Is there any good news in all of this? Well, taxes going up is seldom good news. However, as the bills are coming out late, homeowners can hold on to their money a little bit longer.
One more tidbit: Typically, the first installment tax bill of any given tax year in Cook County is exactly half of the previous full-year bill. Starting with the 2009 first installment tax bill, however, this is going to change. The 2009 first installment tax bill will be 55% of the total 2008 tax bill.
Is there any thing I can do. I got my 2 bedroom for 245,000 in 2007 and now the similar units are sold in my area west side chicago for 150,000.
My real estate tax was 2,400 and now i am paying 3,200.
I dont think so it should increase when the value is decrease exponentially..
Yes, you can appeal your taxes going forward (it’s probably too late for the bill you already got). Of course, since you describe your home as a “unit”, I assume you are referring to a condominium. Your likelihood of success will increase if your entire association applies.
Naheed, I purchased a foreclosed home for $270,000 in June 2009 in Palatine. My new tax bill came in and was up nearly 80% (the previous owners did not have a seniors exemption and never appealed the taxes). The accessed value of the property is $450,000. I have heard that the accessor will not necessarily adjust my accessed value to $270,000 if an appeal is filed. Is that true? If so why not?
That’s true, the assessor won’t necessarily reduce your assessed value to your purchase price. There can be many reasons for this, but one of them is that assessors sometimes take into account that your property was foreclosed and you likely got the property for far less than it’s worth. Also, even if your assessed value was lowered, that does not necessarily mean that your tax bill will go down, because the tax rates might have gone up.
Hi Naheed. The second installment of my property tax bill for 2008 was nearly 3x the first installment (2007’s homeowners exemption was $900, but 2008 is only $276). I purchased the unit new in May of 2009, so this is for time I did not own or occupy the unit (and we did not account for this much of an increase in the pro-rated taxes that were part of my closing).
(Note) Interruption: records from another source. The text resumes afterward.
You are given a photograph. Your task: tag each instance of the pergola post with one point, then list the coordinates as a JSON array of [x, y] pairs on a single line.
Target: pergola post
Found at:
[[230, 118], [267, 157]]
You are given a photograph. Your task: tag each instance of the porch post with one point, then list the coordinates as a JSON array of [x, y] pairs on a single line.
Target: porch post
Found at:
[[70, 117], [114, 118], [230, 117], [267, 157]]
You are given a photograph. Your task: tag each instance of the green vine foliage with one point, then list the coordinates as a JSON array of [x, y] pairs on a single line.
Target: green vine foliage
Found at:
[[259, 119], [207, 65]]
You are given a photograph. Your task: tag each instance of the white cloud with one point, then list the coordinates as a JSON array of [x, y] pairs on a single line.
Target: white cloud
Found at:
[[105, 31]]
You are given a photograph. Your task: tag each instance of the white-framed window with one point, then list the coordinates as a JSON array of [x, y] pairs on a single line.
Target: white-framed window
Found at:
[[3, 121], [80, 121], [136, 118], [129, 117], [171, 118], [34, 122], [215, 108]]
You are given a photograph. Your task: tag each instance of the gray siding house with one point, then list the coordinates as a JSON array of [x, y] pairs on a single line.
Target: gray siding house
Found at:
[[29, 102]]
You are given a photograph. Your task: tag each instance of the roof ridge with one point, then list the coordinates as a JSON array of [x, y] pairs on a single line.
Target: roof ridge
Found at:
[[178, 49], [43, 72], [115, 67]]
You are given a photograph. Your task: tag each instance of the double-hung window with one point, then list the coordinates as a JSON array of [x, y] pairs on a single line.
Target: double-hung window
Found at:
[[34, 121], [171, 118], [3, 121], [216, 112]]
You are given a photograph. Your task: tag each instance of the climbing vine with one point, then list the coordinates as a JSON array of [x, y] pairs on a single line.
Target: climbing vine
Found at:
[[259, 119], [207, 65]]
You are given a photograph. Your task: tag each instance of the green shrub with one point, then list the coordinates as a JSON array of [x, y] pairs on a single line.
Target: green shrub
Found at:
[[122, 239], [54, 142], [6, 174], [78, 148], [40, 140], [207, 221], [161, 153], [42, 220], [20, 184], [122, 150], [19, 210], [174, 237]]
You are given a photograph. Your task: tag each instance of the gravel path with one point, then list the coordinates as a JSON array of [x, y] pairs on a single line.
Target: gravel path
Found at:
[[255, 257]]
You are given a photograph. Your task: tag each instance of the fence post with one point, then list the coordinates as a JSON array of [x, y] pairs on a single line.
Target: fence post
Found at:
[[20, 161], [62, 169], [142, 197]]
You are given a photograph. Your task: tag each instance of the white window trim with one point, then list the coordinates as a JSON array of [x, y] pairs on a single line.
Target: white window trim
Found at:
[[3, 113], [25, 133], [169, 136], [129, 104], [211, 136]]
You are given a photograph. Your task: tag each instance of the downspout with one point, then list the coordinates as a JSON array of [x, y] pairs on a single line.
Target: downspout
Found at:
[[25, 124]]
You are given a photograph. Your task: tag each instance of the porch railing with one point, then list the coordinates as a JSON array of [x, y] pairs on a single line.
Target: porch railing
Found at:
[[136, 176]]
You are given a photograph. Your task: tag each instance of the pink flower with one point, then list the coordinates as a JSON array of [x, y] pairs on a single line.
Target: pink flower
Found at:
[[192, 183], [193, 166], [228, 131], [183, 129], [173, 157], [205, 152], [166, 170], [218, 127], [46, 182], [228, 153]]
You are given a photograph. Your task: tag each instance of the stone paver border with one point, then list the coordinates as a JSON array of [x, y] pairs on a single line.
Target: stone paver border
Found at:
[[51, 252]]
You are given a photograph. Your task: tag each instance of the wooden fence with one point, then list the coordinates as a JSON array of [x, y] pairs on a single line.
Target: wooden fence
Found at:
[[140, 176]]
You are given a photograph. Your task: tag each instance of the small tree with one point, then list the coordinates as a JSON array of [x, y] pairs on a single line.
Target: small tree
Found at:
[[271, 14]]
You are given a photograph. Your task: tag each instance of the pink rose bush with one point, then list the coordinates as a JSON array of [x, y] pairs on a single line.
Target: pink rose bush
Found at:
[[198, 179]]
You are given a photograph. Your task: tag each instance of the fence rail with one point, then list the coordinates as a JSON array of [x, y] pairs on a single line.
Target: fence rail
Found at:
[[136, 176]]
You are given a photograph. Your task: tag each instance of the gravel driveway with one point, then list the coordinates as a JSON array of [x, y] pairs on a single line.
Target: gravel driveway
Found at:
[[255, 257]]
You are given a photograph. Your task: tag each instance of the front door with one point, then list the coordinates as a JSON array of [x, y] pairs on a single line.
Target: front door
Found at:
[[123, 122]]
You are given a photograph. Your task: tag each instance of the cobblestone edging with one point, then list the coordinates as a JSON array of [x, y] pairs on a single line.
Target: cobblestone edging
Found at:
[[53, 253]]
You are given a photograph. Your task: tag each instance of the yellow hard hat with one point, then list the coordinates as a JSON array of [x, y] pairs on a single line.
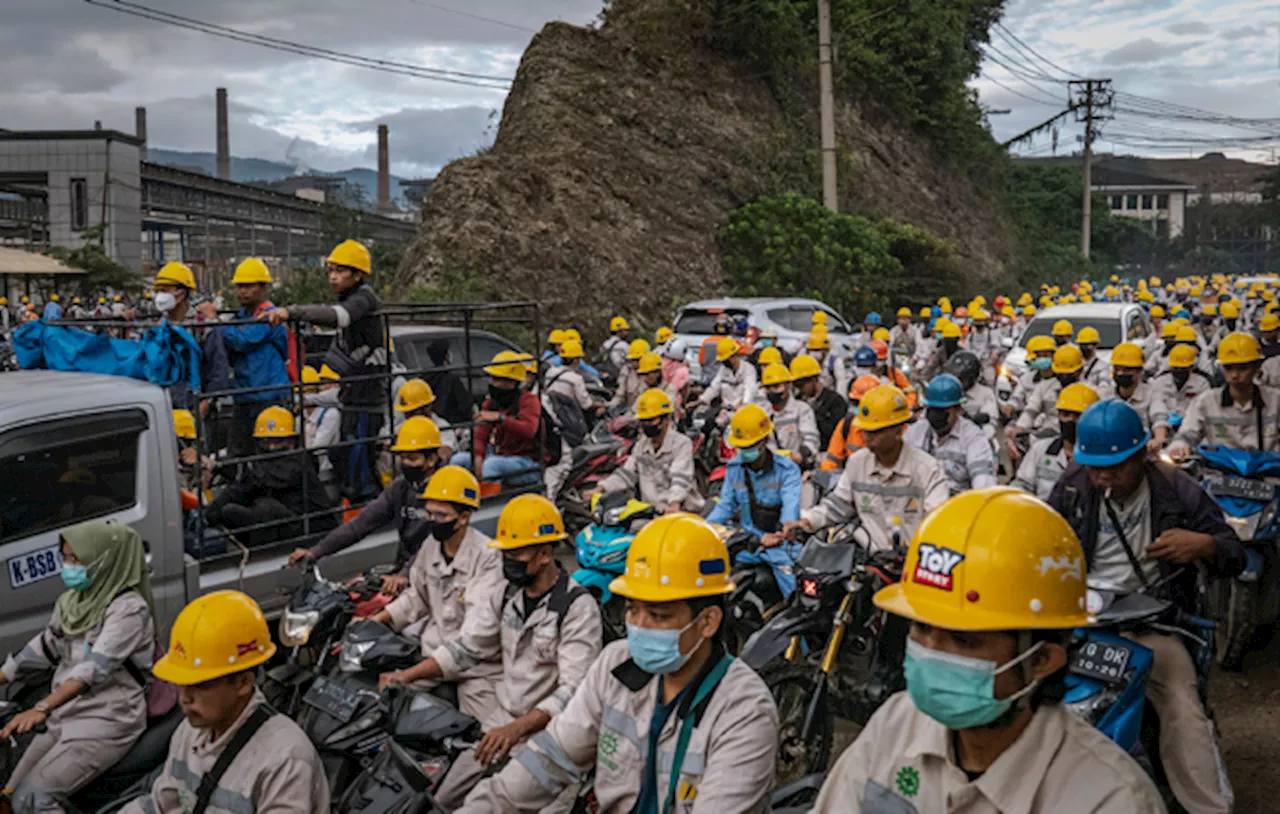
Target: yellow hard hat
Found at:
[[453, 484], [638, 348], [882, 407], [769, 356], [649, 362], [725, 348], [176, 274], [1077, 397], [1068, 359], [1127, 355], [250, 271], [1238, 348], [749, 426], [653, 403], [274, 422], [507, 365], [528, 520], [804, 366], [992, 559], [417, 434], [672, 558], [414, 394], [216, 635], [184, 424], [1183, 356], [353, 255], [775, 374]]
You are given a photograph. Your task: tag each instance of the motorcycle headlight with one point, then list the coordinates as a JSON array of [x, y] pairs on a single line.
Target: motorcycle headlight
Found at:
[[352, 654], [296, 627]]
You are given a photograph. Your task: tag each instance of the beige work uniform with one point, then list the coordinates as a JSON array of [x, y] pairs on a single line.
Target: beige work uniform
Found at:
[[449, 600], [90, 732], [909, 490], [663, 475], [277, 772], [728, 763], [544, 658], [1214, 417], [904, 763]]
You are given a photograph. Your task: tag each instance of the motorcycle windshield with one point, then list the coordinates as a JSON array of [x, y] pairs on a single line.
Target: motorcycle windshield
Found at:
[[1244, 462]]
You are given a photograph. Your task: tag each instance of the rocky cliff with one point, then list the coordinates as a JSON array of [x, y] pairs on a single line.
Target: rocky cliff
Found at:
[[618, 159]]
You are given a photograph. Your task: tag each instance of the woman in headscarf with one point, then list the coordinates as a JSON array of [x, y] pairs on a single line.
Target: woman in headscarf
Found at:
[[100, 644]]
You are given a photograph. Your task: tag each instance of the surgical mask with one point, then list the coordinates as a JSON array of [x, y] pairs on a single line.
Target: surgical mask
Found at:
[[657, 650], [165, 302], [76, 577], [517, 572], [955, 690]]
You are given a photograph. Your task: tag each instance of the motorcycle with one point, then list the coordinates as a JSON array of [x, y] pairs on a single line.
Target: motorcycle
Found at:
[[602, 553], [1251, 504], [821, 653]]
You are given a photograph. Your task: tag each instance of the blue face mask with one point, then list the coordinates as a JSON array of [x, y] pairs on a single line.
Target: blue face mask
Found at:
[[955, 690], [657, 650], [76, 577]]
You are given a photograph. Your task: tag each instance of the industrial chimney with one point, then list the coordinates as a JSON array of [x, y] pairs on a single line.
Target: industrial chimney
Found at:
[[224, 149], [140, 129], [384, 172]]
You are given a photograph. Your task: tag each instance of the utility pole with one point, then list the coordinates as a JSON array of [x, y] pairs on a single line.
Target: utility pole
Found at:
[[1091, 99], [827, 108]]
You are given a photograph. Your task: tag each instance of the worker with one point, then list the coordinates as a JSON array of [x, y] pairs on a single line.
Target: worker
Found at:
[[451, 589], [828, 408], [795, 430], [950, 437], [551, 634], [659, 469], [232, 753], [668, 719], [99, 645], [1242, 414], [1048, 457], [359, 351], [1142, 524], [259, 353], [982, 726], [888, 484], [282, 489], [420, 452]]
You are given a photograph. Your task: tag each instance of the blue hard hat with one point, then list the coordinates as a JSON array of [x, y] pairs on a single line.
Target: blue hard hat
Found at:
[[944, 391], [1109, 433]]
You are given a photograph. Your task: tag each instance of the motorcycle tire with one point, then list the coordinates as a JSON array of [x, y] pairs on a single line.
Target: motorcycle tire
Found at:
[[792, 685]]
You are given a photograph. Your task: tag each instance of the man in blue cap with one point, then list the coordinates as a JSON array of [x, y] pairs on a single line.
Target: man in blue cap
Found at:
[[1141, 524]]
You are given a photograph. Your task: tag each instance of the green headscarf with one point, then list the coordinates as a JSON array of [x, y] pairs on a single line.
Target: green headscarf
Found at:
[[114, 558]]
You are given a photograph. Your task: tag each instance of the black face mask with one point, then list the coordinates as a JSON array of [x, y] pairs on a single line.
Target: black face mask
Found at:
[[937, 417], [503, 397], [517, 572]]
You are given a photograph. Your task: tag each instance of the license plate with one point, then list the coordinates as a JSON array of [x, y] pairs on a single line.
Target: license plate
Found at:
[[1102, 661], [36, 566], [1242, 488], [333, 699]]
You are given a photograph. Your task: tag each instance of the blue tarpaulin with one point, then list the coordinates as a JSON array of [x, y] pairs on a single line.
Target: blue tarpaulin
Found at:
[[165, 355]]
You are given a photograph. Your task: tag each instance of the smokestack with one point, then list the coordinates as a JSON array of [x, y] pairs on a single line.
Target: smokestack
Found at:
[[140, 129], [224, 149], [384, 172]]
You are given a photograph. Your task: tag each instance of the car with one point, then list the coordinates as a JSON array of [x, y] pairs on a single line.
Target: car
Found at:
[[1115, 323]]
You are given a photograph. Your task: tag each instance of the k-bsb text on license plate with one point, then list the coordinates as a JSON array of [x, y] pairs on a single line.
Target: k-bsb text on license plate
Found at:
[[35, 566]]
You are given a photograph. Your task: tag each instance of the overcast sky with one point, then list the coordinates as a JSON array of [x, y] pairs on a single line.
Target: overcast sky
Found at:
[[68, 63]]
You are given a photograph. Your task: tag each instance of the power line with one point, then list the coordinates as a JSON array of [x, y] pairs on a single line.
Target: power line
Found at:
[[385, 65]]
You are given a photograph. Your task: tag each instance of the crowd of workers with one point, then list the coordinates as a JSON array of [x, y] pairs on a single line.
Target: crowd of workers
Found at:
[[908, 415]]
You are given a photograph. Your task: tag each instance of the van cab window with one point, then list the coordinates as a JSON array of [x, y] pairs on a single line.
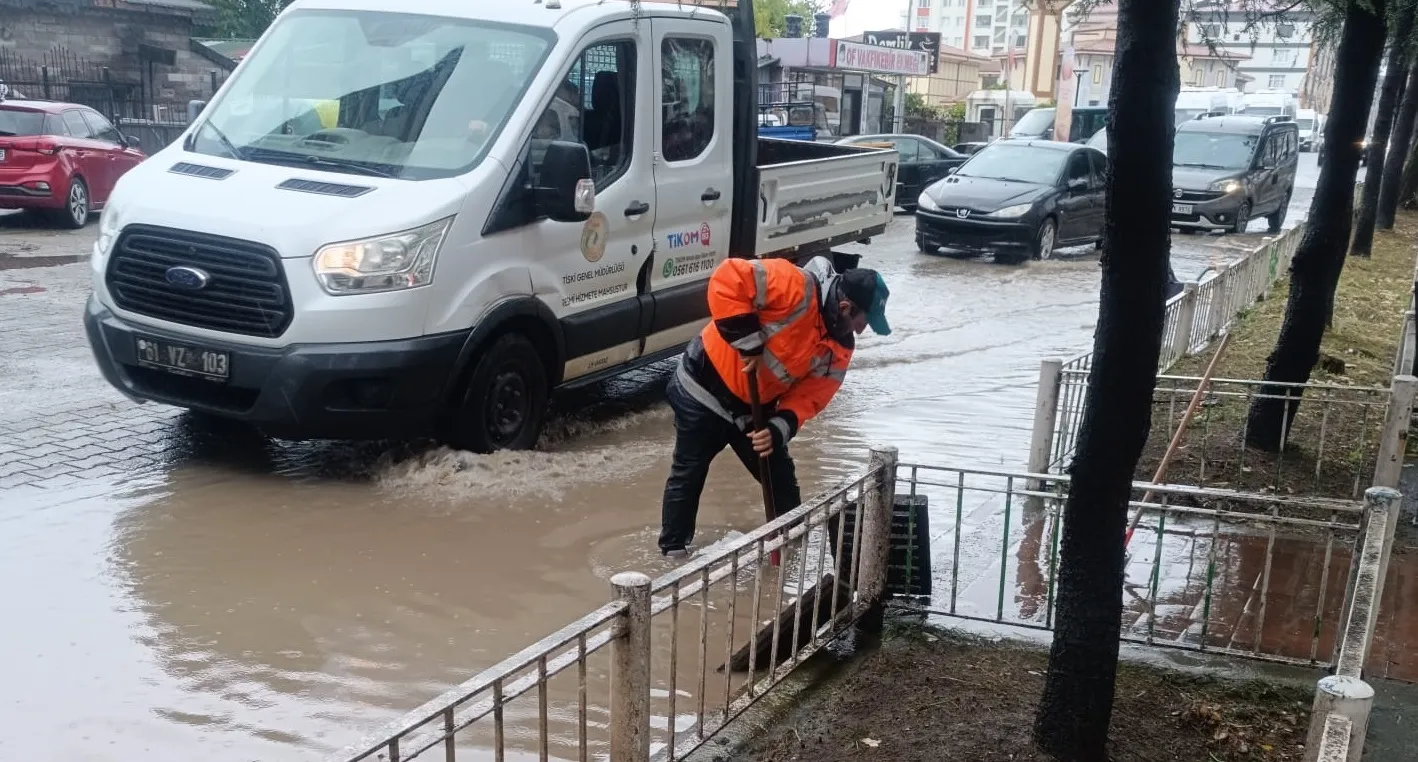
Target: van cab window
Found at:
[[373, 92], [687, 77]]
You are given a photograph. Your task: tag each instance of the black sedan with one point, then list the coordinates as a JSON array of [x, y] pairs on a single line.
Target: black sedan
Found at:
[[922, 162], [1017, 199]]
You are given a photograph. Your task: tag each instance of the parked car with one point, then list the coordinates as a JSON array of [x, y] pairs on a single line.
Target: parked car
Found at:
[[60, 159], [1230, 169], [922, 162], [1017, 199]]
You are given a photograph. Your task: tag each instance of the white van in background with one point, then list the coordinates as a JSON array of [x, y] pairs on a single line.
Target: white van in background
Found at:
[[1194, 101], [1309, 122], [1269, 102]]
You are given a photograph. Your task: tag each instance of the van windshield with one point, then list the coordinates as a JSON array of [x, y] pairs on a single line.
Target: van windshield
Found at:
[[1034, 122], [1213, 149], [373, 92]]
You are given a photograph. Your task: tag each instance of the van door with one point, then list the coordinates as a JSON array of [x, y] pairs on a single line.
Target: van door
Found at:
[[589, 278], [694, 176]]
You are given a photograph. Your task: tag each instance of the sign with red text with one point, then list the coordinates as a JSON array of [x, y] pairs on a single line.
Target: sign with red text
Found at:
[[879, 60]]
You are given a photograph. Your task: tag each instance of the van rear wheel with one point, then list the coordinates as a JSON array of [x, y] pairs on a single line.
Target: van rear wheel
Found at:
[[504, 405]]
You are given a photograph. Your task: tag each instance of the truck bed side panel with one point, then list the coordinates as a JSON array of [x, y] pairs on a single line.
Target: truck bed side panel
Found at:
[[813, 196]]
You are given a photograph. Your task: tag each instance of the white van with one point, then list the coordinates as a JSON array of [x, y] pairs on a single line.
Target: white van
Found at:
[[515, 197], [1269, 102]]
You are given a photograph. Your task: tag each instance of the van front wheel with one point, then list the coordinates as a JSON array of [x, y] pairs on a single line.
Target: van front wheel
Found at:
[[505, 402]]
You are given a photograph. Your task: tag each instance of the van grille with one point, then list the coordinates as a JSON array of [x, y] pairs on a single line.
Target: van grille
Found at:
[[247, 293]]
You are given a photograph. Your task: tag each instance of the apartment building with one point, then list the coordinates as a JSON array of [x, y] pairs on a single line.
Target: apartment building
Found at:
[[1274, 54], [981, 27]]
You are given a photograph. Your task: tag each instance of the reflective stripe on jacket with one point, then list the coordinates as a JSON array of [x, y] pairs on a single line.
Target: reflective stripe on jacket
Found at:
[[773, 310]]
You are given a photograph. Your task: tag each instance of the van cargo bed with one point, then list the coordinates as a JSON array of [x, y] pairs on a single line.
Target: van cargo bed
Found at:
[[814, 196]]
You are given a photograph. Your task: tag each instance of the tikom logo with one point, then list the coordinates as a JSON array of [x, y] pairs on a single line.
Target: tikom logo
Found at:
[[694, 237]]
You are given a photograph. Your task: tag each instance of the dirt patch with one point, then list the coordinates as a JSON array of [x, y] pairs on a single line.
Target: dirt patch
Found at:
[[936, 697], [1335, 439]]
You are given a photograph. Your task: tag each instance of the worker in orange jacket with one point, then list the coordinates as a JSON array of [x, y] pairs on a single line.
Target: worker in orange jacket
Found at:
[[797, 328]]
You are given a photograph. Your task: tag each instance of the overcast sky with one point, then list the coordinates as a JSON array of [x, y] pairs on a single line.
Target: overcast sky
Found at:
[[868, 14]]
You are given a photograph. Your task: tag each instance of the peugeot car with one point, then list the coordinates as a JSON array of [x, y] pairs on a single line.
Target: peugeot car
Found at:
[[1017, 199], [1231, 169]]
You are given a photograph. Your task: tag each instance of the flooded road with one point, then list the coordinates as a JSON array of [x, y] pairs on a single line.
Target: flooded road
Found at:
[[189, 592]]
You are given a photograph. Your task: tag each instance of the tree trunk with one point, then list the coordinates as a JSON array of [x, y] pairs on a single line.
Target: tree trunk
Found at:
[[1320, 256], [1394, 75], [1401, 141], [1078, 693]]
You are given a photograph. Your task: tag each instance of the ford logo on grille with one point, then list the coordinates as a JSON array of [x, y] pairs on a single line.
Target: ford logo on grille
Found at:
[[187, 278]]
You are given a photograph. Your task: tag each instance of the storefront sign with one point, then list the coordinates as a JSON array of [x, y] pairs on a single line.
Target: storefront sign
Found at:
[[925, 41], [878, 60]]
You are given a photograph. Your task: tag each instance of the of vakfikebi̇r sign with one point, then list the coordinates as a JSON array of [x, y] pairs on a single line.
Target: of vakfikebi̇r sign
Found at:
[[923, 41]]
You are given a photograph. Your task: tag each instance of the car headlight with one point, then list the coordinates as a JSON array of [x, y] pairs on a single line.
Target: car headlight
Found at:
[[384, 263], [108, 229], [1010, 212]]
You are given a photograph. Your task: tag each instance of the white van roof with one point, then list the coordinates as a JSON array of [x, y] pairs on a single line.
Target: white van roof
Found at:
[[569, 16]]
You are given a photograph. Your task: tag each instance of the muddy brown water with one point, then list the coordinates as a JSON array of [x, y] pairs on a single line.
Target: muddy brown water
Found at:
[[236, 599]]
Are my hands tied, or do I have any options with the county here? Are my taxes really increasing 3x the amount they were for 2005, 2006, and 2007 due to the 7% cap going away? (The increase from 2007 to the 2009 estimate is almost 136%!)
Hi Laura,
You could check and see if you had any kind of reproration agreement with the developer. Other than that, if you’ve already been billed, then it’s probably too late for an appeal of the 2008 taxes. You can appeal the taxes going forward, but if you live in a condominium, your association will have to appeal as a whole.
Naheed
Hi Naheed,
We purchased our home in Schaumburg in May 2009 and at this time the first installment of the 2008 taxes was paid. The second installment bill was more than twice the amount of the first one. It was paid out of our mortgage escrow account. It was a foreclosed home and there was no homeowners exemption applied for 2008. The first installment for the 2009 taxes was also paid this March and it is based on the taxes for 2008. Of course we came up with a huge escrow account shortage. Do we have the right for any amount of homeowners exemption for 2009 since we moved in in June 2009? I am not sure, but I think that the home was not occupied as of Jan 1, 2009. Also, at closing, the taxes for 2008 were calculated for around $4300 and we end up paying more than $6400. Are we responsible for that difference having in mind that we did not own the home in 2008? Thank you so much.
If you moved in June of 2009 and the home was foreclosed and vacant at the start of 2009, then the first time you can claim the homeowner’s exemption is for the 2010 tax year.
Since the home was foreclosed, most likely you received a tax credit based on the 2007 taxes (which was the last full year tax bill available at that time). Assuming you received a tax credit based on 100% of the 2007 taxes, and that no reproration agreement was signed, you would be liable for the entire 2008 tax amount. FYI most banks only provide 100% tax proration credits, and they do not enter into reproration agreements.
Thank you so much for your response.